30th July 2010

Theatre review: Mojo at Bridewell Theatre

Published: 11 March 2010
by JOSH LOEB

JEZ Butterworth is one of this nation’s most original playwrights. His characters seemingly defy categorisation by class, sexuality and even era, his plotlines can be absurd and he writes surprising, grab-you-by-the-balls dialogue like no one else. 

And, importantly, he is extremely funny. 

Nothing can compare with his masterpiece Jerusalem, now on in the West End, but it’s interesting to see some of the seeds of that hyper-imaginative play in this early work, given the great Tower Theatre Company treatment in the cosy Bridewell Theatre, just off Fleet Street.
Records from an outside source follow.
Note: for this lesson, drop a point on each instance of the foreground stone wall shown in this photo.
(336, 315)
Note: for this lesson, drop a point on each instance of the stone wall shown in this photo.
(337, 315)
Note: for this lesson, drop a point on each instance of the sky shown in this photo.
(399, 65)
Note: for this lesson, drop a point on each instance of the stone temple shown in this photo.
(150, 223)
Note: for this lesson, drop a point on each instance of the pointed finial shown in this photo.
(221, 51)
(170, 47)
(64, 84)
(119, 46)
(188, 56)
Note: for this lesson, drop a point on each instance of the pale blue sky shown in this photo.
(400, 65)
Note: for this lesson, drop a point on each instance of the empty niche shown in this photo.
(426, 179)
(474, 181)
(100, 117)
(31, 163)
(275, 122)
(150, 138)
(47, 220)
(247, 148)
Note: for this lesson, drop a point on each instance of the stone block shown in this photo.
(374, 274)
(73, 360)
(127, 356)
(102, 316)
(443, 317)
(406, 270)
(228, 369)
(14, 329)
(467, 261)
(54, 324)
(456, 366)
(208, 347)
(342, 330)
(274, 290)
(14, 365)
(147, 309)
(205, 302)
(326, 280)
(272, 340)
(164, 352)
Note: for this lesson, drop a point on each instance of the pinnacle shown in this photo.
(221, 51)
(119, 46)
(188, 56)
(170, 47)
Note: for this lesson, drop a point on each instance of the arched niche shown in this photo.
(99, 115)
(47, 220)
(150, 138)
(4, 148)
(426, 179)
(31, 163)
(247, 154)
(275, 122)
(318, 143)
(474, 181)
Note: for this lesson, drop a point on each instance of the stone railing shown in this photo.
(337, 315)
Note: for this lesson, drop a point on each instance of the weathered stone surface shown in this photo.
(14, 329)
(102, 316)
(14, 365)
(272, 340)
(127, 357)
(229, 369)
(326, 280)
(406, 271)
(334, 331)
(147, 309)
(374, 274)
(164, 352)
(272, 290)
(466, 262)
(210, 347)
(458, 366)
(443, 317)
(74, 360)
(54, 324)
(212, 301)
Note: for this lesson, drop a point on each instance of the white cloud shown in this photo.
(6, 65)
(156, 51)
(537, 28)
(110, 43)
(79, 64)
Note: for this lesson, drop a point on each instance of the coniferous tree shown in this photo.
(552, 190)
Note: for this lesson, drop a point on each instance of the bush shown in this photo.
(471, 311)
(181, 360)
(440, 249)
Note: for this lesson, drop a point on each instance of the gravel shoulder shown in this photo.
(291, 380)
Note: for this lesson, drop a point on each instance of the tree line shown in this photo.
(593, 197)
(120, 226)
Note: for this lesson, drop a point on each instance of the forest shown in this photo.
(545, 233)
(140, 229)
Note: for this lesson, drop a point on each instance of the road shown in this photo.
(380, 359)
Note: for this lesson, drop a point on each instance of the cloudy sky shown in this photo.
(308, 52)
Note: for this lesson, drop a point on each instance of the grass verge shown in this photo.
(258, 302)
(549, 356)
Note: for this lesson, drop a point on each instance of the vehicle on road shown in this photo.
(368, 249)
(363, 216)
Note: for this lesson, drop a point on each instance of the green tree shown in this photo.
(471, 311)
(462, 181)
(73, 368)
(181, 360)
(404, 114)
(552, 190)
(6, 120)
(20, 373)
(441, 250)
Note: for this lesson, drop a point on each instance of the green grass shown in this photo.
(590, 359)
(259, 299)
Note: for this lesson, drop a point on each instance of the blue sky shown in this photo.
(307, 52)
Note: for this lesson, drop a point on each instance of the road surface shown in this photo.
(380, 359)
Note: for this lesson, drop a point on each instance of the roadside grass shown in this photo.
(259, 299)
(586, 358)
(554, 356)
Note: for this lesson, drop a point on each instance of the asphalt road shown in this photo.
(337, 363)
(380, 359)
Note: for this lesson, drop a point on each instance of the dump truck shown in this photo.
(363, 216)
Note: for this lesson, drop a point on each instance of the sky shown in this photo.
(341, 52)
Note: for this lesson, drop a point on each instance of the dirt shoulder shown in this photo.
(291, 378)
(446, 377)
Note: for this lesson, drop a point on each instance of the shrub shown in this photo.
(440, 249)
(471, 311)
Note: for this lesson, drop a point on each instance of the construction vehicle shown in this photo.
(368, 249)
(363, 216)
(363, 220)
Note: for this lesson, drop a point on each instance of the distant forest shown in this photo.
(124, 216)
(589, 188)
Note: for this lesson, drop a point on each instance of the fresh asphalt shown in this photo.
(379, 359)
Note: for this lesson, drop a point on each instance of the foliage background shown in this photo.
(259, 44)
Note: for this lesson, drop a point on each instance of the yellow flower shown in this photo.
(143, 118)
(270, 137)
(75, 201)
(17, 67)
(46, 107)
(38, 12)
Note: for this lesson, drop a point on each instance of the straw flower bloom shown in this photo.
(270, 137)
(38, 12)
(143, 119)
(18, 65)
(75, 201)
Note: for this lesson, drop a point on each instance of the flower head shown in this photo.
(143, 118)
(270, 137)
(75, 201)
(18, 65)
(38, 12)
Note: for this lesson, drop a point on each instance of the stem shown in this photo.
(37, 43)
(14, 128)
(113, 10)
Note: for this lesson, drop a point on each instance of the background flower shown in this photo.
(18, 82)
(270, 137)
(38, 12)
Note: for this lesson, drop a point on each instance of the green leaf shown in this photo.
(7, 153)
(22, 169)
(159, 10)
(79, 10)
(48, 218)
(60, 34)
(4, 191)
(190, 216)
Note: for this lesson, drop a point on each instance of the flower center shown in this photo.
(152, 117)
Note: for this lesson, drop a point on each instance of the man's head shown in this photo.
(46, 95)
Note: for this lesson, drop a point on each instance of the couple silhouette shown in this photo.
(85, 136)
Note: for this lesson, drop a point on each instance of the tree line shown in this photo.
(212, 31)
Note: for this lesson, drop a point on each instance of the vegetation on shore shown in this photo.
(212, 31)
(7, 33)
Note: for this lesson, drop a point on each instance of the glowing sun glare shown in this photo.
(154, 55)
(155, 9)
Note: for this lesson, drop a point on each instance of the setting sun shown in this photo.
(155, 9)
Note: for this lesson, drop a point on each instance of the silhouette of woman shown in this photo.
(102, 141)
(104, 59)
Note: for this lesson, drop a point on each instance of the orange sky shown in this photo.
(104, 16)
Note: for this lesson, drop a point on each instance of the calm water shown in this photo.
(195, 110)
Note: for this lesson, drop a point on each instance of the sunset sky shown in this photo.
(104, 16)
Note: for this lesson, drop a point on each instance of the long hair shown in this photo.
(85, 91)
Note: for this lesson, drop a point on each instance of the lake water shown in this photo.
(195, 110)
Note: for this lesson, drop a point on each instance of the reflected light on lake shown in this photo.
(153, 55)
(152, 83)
In a Soho club in the 1950s, a group of Cockney wise-guy gangsters (who shoot the bull in distinctly un-1950s parlance) backstab one another after their head honcho, Ezra, is discovered dead, in two pieces, in bins behind the boozer. 

These are not your Tarantino-style smoothies but all-too-human, and therefore faintly pathetic and neurotic geezers – most notably Skinny, who is well-played by Maxim Moya-Thompson (bags of awkward ticks and intentional but natural-sounding nervous stuttering). 
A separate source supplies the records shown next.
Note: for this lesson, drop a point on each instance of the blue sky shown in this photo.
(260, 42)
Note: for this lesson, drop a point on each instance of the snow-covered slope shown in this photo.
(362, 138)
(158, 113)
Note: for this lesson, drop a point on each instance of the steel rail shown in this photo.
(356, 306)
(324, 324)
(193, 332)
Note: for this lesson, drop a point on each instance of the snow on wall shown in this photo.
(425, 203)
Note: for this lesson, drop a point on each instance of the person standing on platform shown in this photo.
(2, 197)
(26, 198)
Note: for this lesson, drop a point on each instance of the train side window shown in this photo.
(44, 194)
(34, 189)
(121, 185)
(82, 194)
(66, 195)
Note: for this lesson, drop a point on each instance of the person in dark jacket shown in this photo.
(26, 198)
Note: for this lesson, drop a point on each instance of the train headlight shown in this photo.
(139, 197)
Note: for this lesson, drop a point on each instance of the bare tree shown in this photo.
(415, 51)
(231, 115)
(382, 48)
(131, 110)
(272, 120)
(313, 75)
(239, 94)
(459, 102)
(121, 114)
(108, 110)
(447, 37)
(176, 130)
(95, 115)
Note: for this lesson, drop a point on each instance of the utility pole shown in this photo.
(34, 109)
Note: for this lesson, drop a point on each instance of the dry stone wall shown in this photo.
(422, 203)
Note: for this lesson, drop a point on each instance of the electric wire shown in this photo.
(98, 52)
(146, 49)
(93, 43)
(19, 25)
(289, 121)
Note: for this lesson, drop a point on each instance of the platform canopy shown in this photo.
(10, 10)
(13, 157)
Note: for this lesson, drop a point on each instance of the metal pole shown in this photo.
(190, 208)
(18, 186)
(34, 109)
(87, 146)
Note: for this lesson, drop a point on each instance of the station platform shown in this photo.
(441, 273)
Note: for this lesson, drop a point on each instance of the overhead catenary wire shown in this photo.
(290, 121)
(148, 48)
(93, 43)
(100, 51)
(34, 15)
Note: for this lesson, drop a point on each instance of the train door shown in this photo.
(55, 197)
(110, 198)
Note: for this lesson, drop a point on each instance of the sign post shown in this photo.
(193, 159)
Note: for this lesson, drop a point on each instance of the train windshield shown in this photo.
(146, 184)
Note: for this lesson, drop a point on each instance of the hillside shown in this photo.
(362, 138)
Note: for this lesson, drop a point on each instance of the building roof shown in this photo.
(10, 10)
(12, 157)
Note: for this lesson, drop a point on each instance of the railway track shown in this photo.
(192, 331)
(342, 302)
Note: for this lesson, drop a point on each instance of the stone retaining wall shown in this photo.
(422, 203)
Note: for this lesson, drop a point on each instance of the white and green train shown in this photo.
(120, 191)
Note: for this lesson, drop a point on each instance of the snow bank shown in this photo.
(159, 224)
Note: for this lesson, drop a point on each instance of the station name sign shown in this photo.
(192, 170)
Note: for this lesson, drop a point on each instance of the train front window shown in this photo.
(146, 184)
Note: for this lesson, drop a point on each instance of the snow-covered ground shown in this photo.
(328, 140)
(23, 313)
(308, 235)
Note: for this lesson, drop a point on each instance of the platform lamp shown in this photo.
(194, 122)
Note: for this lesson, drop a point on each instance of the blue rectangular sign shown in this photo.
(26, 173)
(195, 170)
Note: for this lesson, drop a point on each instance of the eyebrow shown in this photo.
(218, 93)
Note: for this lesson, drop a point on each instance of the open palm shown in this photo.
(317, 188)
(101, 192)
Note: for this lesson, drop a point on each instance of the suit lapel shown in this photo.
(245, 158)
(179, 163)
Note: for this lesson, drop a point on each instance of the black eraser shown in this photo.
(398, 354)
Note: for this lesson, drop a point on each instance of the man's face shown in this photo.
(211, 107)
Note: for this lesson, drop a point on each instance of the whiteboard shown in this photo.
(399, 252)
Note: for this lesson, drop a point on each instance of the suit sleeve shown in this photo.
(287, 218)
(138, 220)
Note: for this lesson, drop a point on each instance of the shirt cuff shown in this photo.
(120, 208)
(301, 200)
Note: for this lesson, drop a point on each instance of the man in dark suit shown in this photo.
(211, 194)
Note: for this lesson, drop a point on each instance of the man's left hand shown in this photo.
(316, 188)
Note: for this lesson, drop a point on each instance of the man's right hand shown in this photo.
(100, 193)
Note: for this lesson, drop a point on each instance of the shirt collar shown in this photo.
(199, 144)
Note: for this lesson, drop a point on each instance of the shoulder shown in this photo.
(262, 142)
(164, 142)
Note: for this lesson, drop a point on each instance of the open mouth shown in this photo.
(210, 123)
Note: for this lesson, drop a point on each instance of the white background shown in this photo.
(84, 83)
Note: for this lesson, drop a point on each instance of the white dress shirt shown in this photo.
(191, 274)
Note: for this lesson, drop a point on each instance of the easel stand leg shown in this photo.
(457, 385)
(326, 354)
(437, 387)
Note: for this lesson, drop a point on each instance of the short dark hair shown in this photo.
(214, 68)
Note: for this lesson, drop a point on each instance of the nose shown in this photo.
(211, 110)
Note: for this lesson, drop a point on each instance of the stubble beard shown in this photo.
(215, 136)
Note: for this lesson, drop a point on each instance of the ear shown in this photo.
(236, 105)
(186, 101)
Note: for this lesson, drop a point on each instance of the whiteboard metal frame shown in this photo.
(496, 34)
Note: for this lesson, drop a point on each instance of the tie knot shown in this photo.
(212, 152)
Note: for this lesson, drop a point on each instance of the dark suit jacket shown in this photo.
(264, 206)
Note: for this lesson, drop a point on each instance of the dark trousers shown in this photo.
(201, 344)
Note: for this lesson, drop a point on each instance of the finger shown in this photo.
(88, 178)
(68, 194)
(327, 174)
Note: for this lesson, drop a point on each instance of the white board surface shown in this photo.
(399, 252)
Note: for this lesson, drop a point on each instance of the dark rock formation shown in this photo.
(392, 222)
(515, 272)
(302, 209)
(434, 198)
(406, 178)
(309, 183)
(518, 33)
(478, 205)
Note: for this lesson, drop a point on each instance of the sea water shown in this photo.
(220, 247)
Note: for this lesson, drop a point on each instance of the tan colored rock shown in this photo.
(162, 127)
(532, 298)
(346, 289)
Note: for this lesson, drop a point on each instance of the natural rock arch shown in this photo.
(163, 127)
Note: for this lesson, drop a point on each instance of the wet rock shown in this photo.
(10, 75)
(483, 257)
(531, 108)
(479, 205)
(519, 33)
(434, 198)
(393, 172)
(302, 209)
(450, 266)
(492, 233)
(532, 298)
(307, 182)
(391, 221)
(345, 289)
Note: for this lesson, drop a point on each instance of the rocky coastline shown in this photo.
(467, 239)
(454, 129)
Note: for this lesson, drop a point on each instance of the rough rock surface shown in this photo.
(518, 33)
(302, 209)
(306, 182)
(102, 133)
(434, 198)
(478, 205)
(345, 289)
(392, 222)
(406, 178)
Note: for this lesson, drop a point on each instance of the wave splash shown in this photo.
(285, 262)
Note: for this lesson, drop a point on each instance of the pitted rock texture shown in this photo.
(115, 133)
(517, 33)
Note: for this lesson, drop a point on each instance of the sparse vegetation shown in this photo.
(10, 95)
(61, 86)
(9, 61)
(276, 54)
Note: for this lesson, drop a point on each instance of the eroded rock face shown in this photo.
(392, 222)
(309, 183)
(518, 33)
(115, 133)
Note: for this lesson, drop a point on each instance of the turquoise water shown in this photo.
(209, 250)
Baby (Cameron Robertson) is the most menacing of the lot but frustratingly little is revealed about the broken childhood said to have made him the man he is. And while Butterworth’s disloyalty to historical authenticity has its plus points, his failure to make these characters altogether believable smacks of frivolity.  

Though the finale is satisfyingly bloody, it’s hard to avoid the feeling that this is just a warm-up to his latest work – a poor man’s Jerusalem, so to speak.  

Is the price of such a universally acclaimed success that your all previous plays will henceforth be looked upon as poor substitutes?

An enjoyable dark comedy, in short, but not the author’s very best.